The opta daemon install command registers the daemon as a system service so it starts automatically when you log in.

launchd (macOS)

On macOS, the install command creates a launchd plist at ~/Library/LaunchAgents/com.opta.daemon.plist.

opta daemon install
Installed launchd service: com.opta.daemon
Daemon will start automatically on login.

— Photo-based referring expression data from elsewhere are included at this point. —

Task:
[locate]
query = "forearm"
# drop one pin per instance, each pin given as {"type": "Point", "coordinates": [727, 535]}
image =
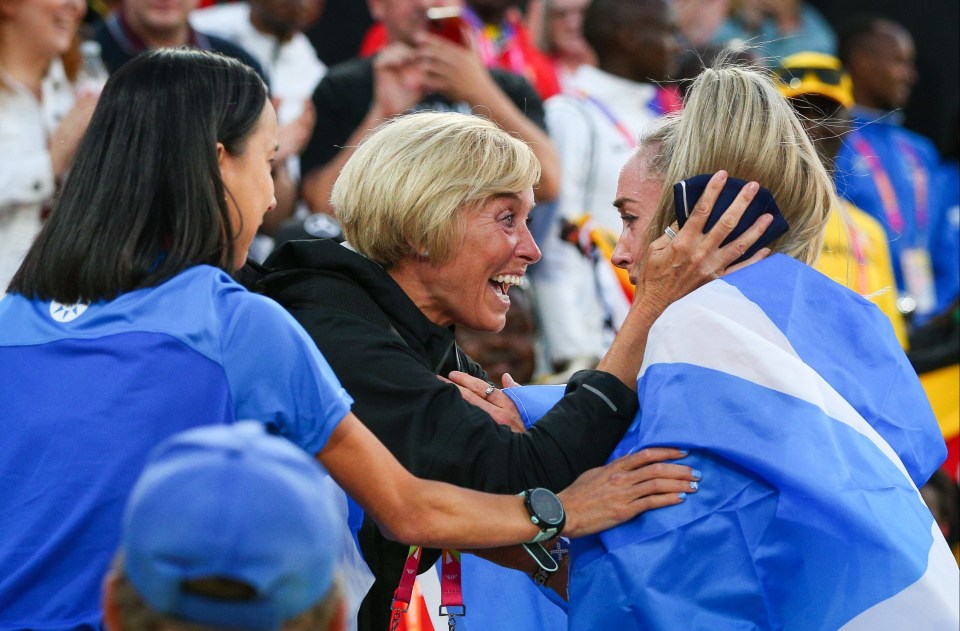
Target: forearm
{"type": "Point", "coordinates": [318, 183]}
{"type": "Point", "coordinates": [625, 356]}
{"type": "Point", "coordinates": [411, 510]}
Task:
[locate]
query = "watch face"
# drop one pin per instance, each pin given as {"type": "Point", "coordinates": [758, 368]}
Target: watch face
{"type": "Point", "coordinates": [547, 507]}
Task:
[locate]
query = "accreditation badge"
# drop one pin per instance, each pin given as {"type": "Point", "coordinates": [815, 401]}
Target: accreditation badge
{"type": "Point", "coordinates": [918, 278]}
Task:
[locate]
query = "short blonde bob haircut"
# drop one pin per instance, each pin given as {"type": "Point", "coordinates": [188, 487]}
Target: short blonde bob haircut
{"type": "Point", "coordinates": [735, 119]}
{"type": "Point", "coordinates": [400, 193]}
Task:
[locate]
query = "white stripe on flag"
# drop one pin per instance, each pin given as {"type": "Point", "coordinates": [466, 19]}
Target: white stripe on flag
{"type": "Point", "coordinates": [710, 328]}
{"type": "Point", "coordinates": [939, 585]}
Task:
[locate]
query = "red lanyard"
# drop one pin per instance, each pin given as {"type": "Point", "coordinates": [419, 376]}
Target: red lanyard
{"type": "Point", "coordinates": [888, 197]}
{"type": "Point", "coordinates": [451, 590]}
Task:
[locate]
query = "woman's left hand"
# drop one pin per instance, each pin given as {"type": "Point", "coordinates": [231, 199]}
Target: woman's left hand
{"type": "Point", "coordinates": [492, 401]}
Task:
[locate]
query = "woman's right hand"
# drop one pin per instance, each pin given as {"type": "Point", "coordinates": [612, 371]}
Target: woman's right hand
{"type": "Point", "coordinates": [672, 268]}
{"type": "Point", "coordinates": [606, 496]}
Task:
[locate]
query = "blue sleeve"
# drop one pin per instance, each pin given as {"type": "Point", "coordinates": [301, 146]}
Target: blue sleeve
{"type": "Point", "coordinates": [275, 372]}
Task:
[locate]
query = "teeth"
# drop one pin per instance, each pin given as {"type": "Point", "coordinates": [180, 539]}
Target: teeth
{"type": "Point", "coordinates": [509, 279]}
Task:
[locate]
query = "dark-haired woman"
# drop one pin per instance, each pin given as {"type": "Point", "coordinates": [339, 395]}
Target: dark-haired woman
{"type": "Point", "coordinates": [123, 327]}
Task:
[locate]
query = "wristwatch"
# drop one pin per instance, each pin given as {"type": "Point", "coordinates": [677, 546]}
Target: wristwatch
{"type": "Point", "coordinates": [546, 512]}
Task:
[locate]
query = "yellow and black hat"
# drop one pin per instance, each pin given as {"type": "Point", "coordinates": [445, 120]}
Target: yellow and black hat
{"type": "Point", "coordinates": [811, 73]}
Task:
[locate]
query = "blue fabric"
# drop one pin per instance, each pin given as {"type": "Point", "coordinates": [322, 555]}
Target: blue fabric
{"type": "Point", "coordinates": [945, 237]}
{"type": "Point", "coordinates": [801, 521]}
{"type": "Point", "coordinates": [855, 181]}
{"type": "Point", "coordinates": [83, 401]}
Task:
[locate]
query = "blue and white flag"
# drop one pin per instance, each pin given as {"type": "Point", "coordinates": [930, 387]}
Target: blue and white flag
{"type": "Point", "coordinates": [812, 433]}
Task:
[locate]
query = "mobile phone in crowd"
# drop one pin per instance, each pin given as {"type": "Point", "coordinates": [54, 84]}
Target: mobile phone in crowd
{"type": "Point", "coordinates": [448, 22]}
{"type": "Point", "coordinates": [687, 192]}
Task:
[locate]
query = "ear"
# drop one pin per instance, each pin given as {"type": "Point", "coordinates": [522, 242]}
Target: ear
{"type": "Point", "coordinates": [111, 612]}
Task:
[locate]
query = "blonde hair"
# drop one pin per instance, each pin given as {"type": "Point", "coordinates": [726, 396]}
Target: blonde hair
{"type": "Point", "coordinates": [399, 194]}
{"type": "Point", "coordinates": [735, 119]}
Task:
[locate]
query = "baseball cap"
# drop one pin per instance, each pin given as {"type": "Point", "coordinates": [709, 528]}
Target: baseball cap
{"type": "Point", "coordinates": [810, 73]}
{"type": "Point", "coordinates": [230, 502]}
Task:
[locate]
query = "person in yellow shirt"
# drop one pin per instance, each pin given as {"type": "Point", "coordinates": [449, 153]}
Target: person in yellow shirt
{"type": "Point", "coordinates": [855, 251]}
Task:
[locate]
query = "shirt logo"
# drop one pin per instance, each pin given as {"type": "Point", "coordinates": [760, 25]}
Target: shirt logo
{"type": "Point", "coordinates": [66, 313]}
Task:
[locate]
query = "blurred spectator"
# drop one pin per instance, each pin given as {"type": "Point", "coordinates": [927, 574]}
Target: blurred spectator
{"type": "Point", "coordinates": [885, 169]}
{"type": "Point", "coordinates": [415, 71]}
{"type": "Point", "coordinates": [272, 31]}
{"type": "Point", "coordinates": [557, 28]}
{"type": "Point", "coordinates": [855, 252]}
{"type": "Point", "coordinates": [140, 25]}
{"type": "Point", "coordinates": [945, 242]}
{"type": "Point", "coordinates": [779, 28]}
{"type": "Point", "coordinates": [511, 351]}
{"type": "Point", "coordinates": [595, 127]}
{"type": "Point", "coordinates": [941, 496]}
{"type": "Point", "coordinates": [504, 43]}
{"type": "Point", "coordinates": [41, 118]}
{"type": "Point", "coordinates": [501, 38]}
{"type": "Point", "coordinates": [228, 528]}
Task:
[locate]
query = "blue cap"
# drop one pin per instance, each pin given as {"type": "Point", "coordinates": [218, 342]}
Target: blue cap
{"type": "Point", "coordinates": [232, 502]}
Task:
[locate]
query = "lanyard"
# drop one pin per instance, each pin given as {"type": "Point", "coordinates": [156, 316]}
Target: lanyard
{"type": "Point", "coordinates": [451, 590]}
{"type": "Point", "coordinates": [888, 196]}
{"type": "Point", "coordinates": [604, 109]}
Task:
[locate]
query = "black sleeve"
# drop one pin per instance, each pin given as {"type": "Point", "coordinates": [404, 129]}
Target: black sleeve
{"type": "Point", "coordinates": [435, 434]}
{"type": "Point", "coordinates": [341, 101]}
{"type": "Point", "coordinates": [523, 95]}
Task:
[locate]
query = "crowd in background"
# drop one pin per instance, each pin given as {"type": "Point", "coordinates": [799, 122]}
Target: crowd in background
{"type": "Point", "coordinates": [558, 75]}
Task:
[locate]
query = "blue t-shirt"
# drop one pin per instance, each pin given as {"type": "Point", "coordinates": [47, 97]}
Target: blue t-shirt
{"type": "Point", "coordinates": [87, 391]}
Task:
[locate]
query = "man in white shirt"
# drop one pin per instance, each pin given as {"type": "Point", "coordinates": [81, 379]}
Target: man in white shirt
{"type": "Point", "coordinates": [272, 32]}
{"type": "Point", "coordinates": [595, 125]}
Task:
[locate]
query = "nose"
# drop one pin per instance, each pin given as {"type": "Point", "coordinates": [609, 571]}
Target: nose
{"type": "Point", "coordinates": [621, 255]}
{"type": "Point", "coordinates": [527, 248]}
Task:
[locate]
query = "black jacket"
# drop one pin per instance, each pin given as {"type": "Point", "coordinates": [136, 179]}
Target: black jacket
{"type": "Point", "coordinates": [387, 355]}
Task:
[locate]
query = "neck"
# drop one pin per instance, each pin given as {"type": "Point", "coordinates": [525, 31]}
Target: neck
{"type": "Point", "coordinates": [621, 68]}
{"type": "Point", "coordinates": [158, 38]}
{"type": "Point", "coordinates": [24, 65]}
{"type": "Point", "coordinates": [866, 100]}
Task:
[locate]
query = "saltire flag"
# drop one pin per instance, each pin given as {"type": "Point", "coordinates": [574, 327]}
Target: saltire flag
{"type": "Point", "coordinates": [812, 433]}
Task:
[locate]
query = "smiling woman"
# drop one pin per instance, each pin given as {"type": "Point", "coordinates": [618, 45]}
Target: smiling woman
{"type": "Point", "coordinates": [435, 208]}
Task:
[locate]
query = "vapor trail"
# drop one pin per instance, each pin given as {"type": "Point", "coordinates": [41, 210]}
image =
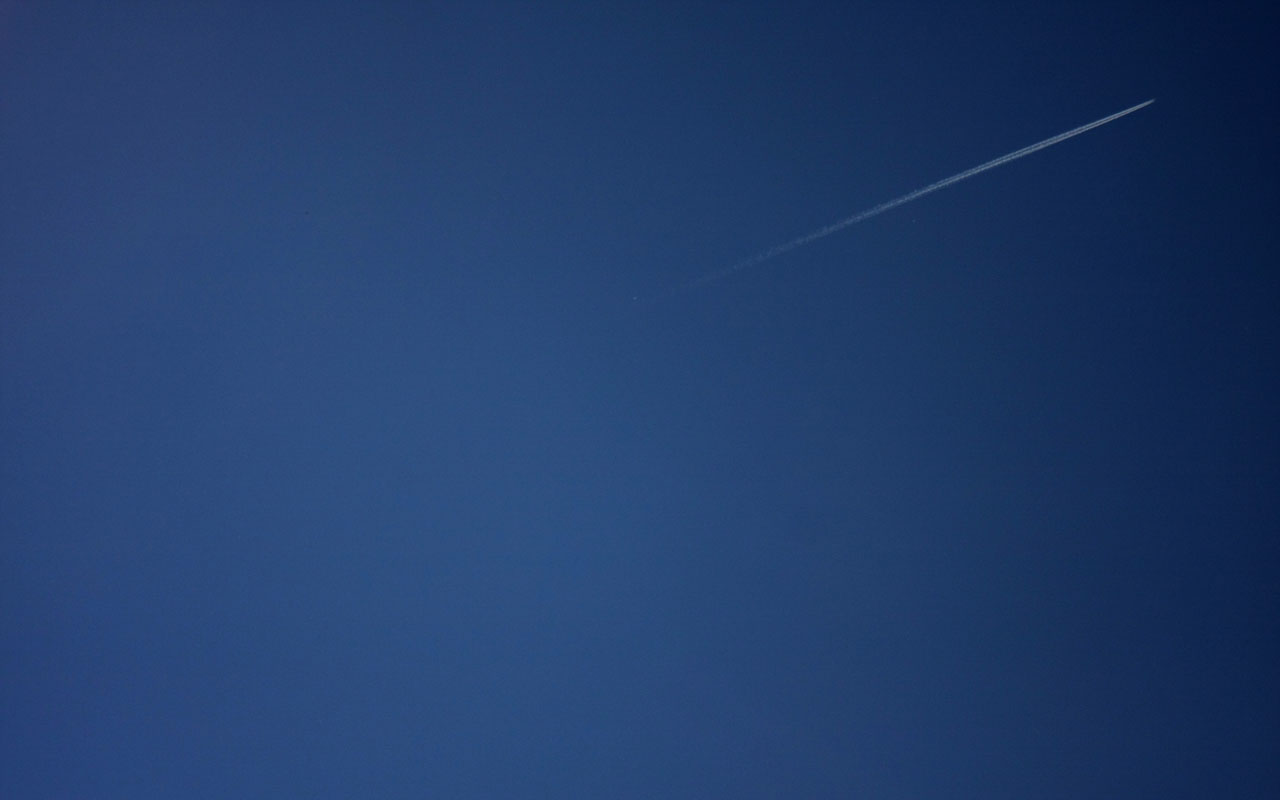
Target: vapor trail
{"type": "Point", "coordinates": [905, 199]}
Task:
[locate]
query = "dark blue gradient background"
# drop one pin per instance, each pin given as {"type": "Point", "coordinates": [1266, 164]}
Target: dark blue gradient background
{"type": "Point", "coordinates": [339, 462]}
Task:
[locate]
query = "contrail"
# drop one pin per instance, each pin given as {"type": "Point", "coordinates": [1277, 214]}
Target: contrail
{"type": "Point", "coordinates": [773, 252]}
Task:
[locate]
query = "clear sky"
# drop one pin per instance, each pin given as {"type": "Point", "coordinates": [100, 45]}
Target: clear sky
{"type": "Point", "coordinates": [339, 461]}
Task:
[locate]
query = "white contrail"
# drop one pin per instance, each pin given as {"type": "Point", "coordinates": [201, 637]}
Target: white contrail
{"type": "Point", "coordinates": [905, 199]}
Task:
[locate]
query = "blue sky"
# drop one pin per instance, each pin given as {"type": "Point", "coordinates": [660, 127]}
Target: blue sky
{"type": "Point", "coordinates": [338, 458]}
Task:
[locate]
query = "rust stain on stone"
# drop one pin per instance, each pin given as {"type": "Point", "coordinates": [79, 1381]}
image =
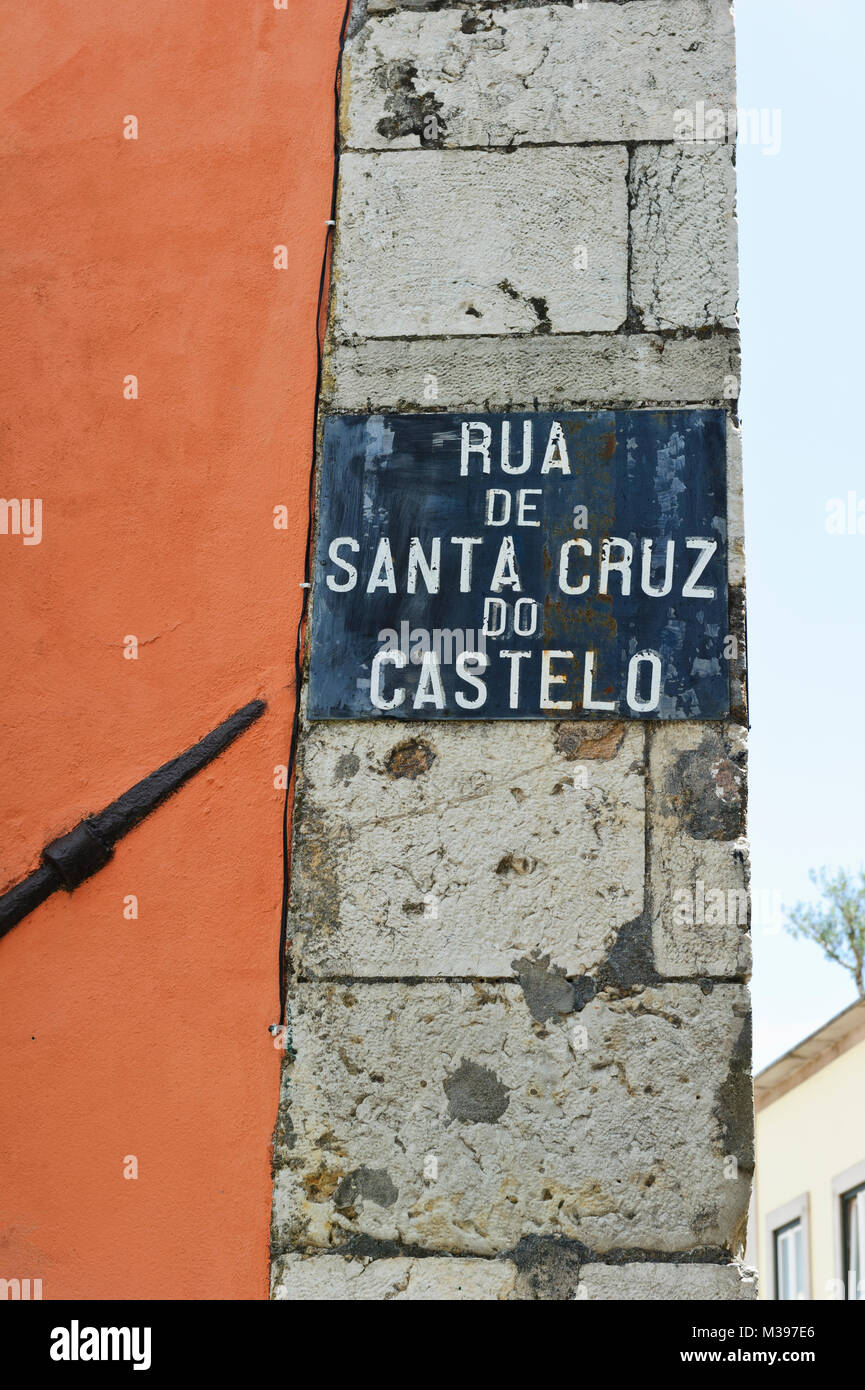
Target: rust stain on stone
{"type": "Point", "coordinates": [410, 759]}
{"type": "Point", "coordinates": [584, 741]}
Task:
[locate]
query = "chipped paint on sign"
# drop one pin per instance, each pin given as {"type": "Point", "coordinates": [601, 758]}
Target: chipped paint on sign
{"type": "Point", "coordinates": [522, 566]}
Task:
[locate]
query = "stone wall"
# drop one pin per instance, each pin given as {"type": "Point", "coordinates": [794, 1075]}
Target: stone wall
{"type": "Point", "coordinates": [519, 1066]}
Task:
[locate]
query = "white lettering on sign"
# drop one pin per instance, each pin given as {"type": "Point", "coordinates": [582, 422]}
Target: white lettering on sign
{"type": "Point", "coordinates": [566, 544]}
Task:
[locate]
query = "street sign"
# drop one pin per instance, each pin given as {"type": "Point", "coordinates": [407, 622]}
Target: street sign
{"type": "Point", "coordinates": [522, 566]}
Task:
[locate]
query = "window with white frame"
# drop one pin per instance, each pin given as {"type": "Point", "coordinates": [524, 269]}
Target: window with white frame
{"type": "Point", "coordinates": [787, 1251]}
{"type": "Point", "coordinates": [849, 1193]}
{"type": "Point", "coordinates": [853, 1225]}
{"type": "Point", "coordinates": [789, 1261]}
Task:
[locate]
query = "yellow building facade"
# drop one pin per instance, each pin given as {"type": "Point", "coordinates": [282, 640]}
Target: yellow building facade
{"type": "Point", "coordinates": [807, 1229]}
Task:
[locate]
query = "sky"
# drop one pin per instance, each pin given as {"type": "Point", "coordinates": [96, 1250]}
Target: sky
{"type": "Point", "coordinates": [801, 306]}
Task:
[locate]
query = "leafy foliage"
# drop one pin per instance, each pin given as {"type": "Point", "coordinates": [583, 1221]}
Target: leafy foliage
{"type": "Point", "coordinates": [837, 925]}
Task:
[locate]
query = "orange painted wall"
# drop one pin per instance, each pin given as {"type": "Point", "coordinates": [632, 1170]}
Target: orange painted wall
{"type": "Point", "coordinates": [152, 257]}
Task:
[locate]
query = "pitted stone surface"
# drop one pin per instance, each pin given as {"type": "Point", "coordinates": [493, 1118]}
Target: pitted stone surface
{"type": "Point", "coordinates": [334, 1278]}
{"type": "Point", "coordinates": [555, 371]}
{"type": "Point", "coordinates": [668, 1282]}
{"type": "Point", "coordinates": [544, 75]}
{"type": "Point", "coordinates": [698, 879]}
{"type": "Point", "coordinates": [465, 242]}
{"type": "Point", "coordinates": [505, 843]}
{"type": "Point", "coordinates": [683, 235]}
{"type": "Point", "coordinates": [613, 1132]}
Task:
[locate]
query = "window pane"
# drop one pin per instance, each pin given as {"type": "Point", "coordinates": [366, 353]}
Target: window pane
{"type": "Point", "coordinates": [789, 1262]}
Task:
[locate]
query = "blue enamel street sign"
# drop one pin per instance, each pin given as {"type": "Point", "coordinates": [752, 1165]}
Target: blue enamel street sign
{"type": "Point", "coordinates": [522, 566]}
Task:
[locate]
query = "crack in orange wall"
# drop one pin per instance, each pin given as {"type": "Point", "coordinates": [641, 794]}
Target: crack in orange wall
{"type": "Point", "coordinates": [153, 257]}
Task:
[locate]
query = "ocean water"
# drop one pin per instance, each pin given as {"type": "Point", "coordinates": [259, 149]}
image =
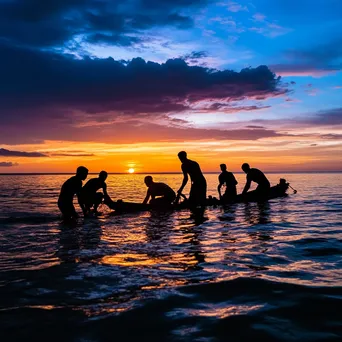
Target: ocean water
{"type": "Point", "coordinates": [270, 272]}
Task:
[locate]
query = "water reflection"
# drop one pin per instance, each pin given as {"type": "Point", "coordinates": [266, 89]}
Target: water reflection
{"type": "Point", "coordinates": [257, 213]}
{"type": "Point", "coordinates": [158, 226]}
{"type": "Point", "coordinates": [79, 238]}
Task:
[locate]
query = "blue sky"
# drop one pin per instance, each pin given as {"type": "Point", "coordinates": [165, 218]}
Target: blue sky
{"type": "Point", "coordinates": [76, 76]}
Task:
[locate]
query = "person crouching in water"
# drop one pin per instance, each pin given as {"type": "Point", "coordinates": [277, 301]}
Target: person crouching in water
{"type": "Point", "coordinates": [257, 176]}
{"type": "Point", "coordinates": [90, 196]}
{"type": "Point", "coordinates": [229, 180]}
{"type": "Point", "coordinates": [161, 193]}
{"type": "Point", "coordinates": [71, 187]}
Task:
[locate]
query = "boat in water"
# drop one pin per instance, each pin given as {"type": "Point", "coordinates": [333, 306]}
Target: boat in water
{"type": "Point", "coordinates": [277, 191]}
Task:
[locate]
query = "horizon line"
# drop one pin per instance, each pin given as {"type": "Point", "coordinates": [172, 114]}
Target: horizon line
{"type": "Point", "coordinates": [154, 173]}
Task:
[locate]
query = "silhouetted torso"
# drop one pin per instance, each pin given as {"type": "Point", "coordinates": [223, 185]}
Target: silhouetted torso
{"type": "Point", "coordinates": [228, 178]}
{"type": "Point", "coordinates": [258, 177]}
{"type": "Point", "coordinates": [72, 186]}
{"type": "Point", "coordinates": [198, 191]}
{"type": "Point", "coordinates": [93, 185]}
{"type": "Point", "coordinates": [161, 189]}
{"type": "Point", "coordinates": [193, 169]}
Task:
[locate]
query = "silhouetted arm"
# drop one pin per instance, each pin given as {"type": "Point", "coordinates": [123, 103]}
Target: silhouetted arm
{"type": "Point", "coordinates": [185, 180]}
{"type": "Point", "coordinates": [219, 187]}
{"type": "Point", "coordinates": [247, 186]}
{"type": "Point", "coordinates": [80, 202]}
{"type": "Point", "coordinates": [148, 195]}
{"type": "Point", "coordinates": [235, 181]}
{"type": "Point", "coordinates": [105, 190]}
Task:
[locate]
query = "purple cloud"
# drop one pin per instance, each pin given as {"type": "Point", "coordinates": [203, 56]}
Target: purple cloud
{"type": "Point", "coordinates": [105, 21]}
{"type": "Point", "coordinates": [8, 153]}
{"type": "Point", "coordinates": [8, 164]}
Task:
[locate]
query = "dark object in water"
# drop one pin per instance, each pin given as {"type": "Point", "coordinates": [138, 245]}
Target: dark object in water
{"type": "Point", "coordinates": [276, 191]}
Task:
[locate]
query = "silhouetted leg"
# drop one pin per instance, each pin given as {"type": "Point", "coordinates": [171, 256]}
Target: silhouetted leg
{"type": "Point", "coordinates": [98, 200]}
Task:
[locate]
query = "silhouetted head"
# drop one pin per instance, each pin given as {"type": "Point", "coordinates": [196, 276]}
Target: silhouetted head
{"type": "Point", "coordinates": [82, 172]}
{"type": "Point", "coordinates": [103, 175]}
{"type": "Point", "coordinates": [245, 167]}
{"type": "Point", "coordinates": [148, 180]}
{"type": "Point", "coordinates": [182, 156]}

The generated plist configures the daemon to:

  • Start at login (RunAtLoad)
  • Restart on crash (KeepAlive)
  • Log stdout/stderr to ~/.config/opta/daemon/
~/Library/LaunchAgents/com.opta.daemon.plist
<?xml version="1.0" encoding="UTF-8"?>
<!DOCTYPE plist PUBLIC "-//Apple//DTD PLIST 1.0//EN"
  "http://www.apple.com/DTDs/PropertyList-1.0.dtd">
<plist version="1.0">
<dict>
  <key>Label</key>
  <string>com.opta.daemon</string>
  <key>ProgramArguments</key>
  <array>
    <string>/usr/local/bin/opta</string>
    <string>daemon</string>
    <string>start</string>
    <string>--foreground</string>
  </array>
  <key>RunAtLoad</key>
  <true/>
  <key>KeepAlive</key>
  <true/>
</dict>
</plist>

systemd (Linux)

On Linux, the install command creates a systemd user service at ~/.config/systemd/user/opta-daemon.service.

opta daemon install
Installed systemd user service: opta-daemon
Run: systemctl --user enable --now opta-daemon

Uninstalling

The opta daemon uninstall command removes the system service registration and stops the daemon if it is running.

opta daemon uninstall
Removed launchd service: com.opta.daemon
Daemon stopped.

Crash Recovery

If the daemon crashes unexpectedly, the CLI detects the stale state file on the next command and automatically restarts it. The crash guardian in ensureDaemonRunning performs the following steps:

1

Detect stale PID

The CLI reads state.json and checks whether the PID is still alive using a signal-zero check.

2

Clean up state file

If the PID is dead, the stale state.json is removed.

3

Restart daemon

A new daemon process is spawned with a fresh token and state file.

4

Retry the original command

The CLI retries connecting to the new daemon and proceeds with the user's command.

Session durability
Persisted session data is stored separately from the daemon process. Even after a crash, all previous sessions remain intact on disk and can be resumed.